I've a mixed cluster (some WNs have public ip, others have private ip)
Torque server is the CE with its public name, but for private ip WNs I
have to confgure like that:
$clienthost privateCEhostname
$clienthost publicCEhostname
$clienthost localhost
$restricted *.<domain>
$logevent 255
How is your configuration ?
Peter Love wrote:
> Unfortunately this doesn't help. I already have have this in /var/spool/pbs/mom_priv/config
>
> $clienthost ce.lancs.pygrid
> $clienthost localhost
> $restricted ce.lancs.pygrid
> $logevent 255
> $ideal_load 1.6
> $max_load 2.1
>
> stagein/out using the public hostname (lunegw.lancs.ac.uk)
>
> Ignore the 'No route to host' error, we have firewalled port 22 on the
> CE public interface. The WN shouldn't use the CE's public interface for
> staging.
>
>
> PBS Job Id: 134.lunegw.lancs.ac.uk
> Job Name: test.sh
> File stage in failed, see below.
> Job will be retried later, please investigate and correct problem.

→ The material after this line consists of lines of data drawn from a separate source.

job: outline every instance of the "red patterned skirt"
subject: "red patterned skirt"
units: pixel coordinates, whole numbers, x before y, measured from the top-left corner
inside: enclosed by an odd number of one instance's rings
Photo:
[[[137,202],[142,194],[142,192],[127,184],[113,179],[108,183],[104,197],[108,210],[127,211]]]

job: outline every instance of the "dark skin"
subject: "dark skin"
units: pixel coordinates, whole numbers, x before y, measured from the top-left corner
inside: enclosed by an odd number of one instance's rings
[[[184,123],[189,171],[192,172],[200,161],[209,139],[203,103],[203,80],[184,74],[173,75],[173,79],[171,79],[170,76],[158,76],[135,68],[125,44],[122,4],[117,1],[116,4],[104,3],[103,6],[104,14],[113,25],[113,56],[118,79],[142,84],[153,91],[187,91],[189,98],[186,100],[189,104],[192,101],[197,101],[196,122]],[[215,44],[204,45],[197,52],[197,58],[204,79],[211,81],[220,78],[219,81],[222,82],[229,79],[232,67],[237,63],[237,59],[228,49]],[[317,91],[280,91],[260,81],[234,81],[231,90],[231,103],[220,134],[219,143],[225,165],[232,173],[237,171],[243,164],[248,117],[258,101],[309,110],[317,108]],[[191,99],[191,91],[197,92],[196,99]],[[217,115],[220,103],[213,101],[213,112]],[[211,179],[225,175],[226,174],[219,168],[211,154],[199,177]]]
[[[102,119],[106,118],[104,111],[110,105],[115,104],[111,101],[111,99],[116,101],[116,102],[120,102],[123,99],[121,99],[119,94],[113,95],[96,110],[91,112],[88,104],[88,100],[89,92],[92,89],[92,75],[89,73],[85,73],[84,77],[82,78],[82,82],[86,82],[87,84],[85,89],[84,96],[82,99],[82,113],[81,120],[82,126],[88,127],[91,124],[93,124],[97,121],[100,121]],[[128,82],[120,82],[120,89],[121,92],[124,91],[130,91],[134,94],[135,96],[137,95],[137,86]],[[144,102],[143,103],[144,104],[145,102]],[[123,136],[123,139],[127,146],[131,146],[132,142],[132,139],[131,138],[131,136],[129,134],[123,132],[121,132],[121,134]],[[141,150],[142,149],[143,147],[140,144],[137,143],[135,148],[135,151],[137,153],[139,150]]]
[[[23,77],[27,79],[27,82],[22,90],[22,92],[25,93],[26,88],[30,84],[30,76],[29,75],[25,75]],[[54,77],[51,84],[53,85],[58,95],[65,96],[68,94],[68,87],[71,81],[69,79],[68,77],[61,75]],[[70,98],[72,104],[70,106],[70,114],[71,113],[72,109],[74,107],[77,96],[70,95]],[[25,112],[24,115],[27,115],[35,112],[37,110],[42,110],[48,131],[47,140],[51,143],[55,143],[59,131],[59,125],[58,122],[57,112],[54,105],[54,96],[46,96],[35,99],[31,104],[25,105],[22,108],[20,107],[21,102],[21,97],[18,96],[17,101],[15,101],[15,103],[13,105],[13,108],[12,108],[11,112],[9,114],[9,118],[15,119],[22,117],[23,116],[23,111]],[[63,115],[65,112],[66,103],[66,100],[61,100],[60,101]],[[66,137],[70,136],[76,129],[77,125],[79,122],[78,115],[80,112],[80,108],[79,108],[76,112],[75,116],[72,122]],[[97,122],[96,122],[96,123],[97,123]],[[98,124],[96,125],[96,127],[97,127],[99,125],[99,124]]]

> Post job file processing error; job 134.lunegw.lancs.ac.uk on host
> test01.lancs.pygrid/0
>
> Unable to copy file 134.lunegw..OU to lunegw.lancs.ac.uk:/home/dteam004/test.sh.o134
>
>>>>error from copy
>
> lunegw.lancs.ac.uk: No route to host
> uk port 22: No route to host
> lost connection
>
>>>>end error output
>
> Output retained on that host in: /var/spool/pbs/undelivered/134.lunegw..OU
>
>
> Why would the WN /var/spool/pbs/server_name contain public_CE_HOSTNAME?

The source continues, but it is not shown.